Santuario del Crocifisso
Origini della chiesa
La costruzione di questa chiesa, assieme all’annesso convento affidato alle cure dei frati Minori Osservanti, fu promossa dall’allora signore di Nemi, Mario Frangipane (1574-1654). La sua fondazione ci riporta alla vicenda dell’abbandono di Nemi da parte dei frati Cappuccini; questi dimorarono per oltre un secolo, giù al lago presso l’ormai scomparso sito di santa Maria, posto sulla riva di ponente del lago, al di sopra della cosiddetta ”casetta dei pescatori”.
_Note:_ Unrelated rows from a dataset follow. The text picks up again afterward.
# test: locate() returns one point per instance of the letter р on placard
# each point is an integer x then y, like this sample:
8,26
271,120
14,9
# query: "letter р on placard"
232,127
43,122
Questo luogo era sede di un eremo e di una chiesa e lì, da tempo non precisabile, doveva essere custodita la sacra immagine della Vergine di Versacarro alla quale sappiamo era dedicata la chiesetta. I cappuccini giunsero a Nemi nel 1534, chiamati da Ascanio Colonna suo feudatario, per stabilirsi proprio nell’antico sito eremitico di Santa Maria la cui chiesa fu consacrata, il 24 febbraio 1579, a San Francesco. La sistemazione si rivelò assai precaria, per quanto si cercò d’adeguare le vecchie strutture dell’eremo alle esigenze della comunità. Nel 1636 si decise d’abbandonare il convento per costruirne un altro in posizione più conveniente. Sovrintendente dei lavori fu nominato fra Michele da Bergamo (? – 1641), ma divergenze intercorse tra Mario Frangipane e il Padre Provinciale dei Cappuccini riguardo la scelta del sito dove erigere il nuovo complesso indussero i religiosi ad abbandonare Nemi per trasferirsi a Genzano. I frati furono accolti dai genzanesi con gioia e giubilo mentre “...i poveri nemesini […] piangevano dirottissimamente gridando misericordia […] si graffiavano la faccia e tutti crudamente si battevano il petto et facevano atti di molta compassione...” . Il Frangipane decise di costruire ugualmente il convento vi unì una nuova chiesa e donò poi il complesso ai frati Minori Osservanti, i quali ne presero possesso il 25 luglio 1645. Il popolo di Nemi, concorde l’arciprete parroco, volle che nella chiesa fosse posta l’icona di Versacarro, già trasportata dal lago e collocata nella chiesa parrocchiale, facendo però ad essa l’obbligo del titolo che tuttora mantiene. Tuttavia, con l’esposizione del crocifisso scolpito da Fra Vincenzo Pietrosanti, la chiesa è divenuta prima nella vox populi poi anche nei documenti, il santuario del SS.mo Crocifisso.

 


La chiesa

 

L’impianto tipologico è, per la sua singolarità, d’indubbio interesse; esso, infatti, si può ricondurre alle forme di una croce latina rovesciata, con l’aula rettangolare, stretta e lunga, quale spazio deputato ai presbiteri. Quest’aula era certamente in origine articolata in due vani d’eguali dimensioni, uno riservato al coro, l’altro, invece,  destinato al presbiterio. Essi erano separati dall’edicola dell’antico altare maggiore che era in legno con quattro colonne tortili, angeli reggenti i simboli della passione e decorato in blu e oro.
All’epoca dei Braschi (1789), la chiesa ricevette un profondo restauro: un nuovo altare in marmo sostituì l’antico e l’edificio venne totalmente ridipinto nel 1835 da padre Francesco da Napoli, coprendo le precedenti pitture realizzate dal padre Felice, suo conterraneo, nel 1675. Di queste ultime restano alcuni affreschi, nella volta della sagrestia. Le decorazioni pittoriche attualmente alle pareti della chiesa, si devono ad un intervento di restauro ed ”abbellimento” promosso nel biennio 1898-99 dai nuovi proprietari del convento, i religiosi dell’ Ordine di Maria SS. della Mercede.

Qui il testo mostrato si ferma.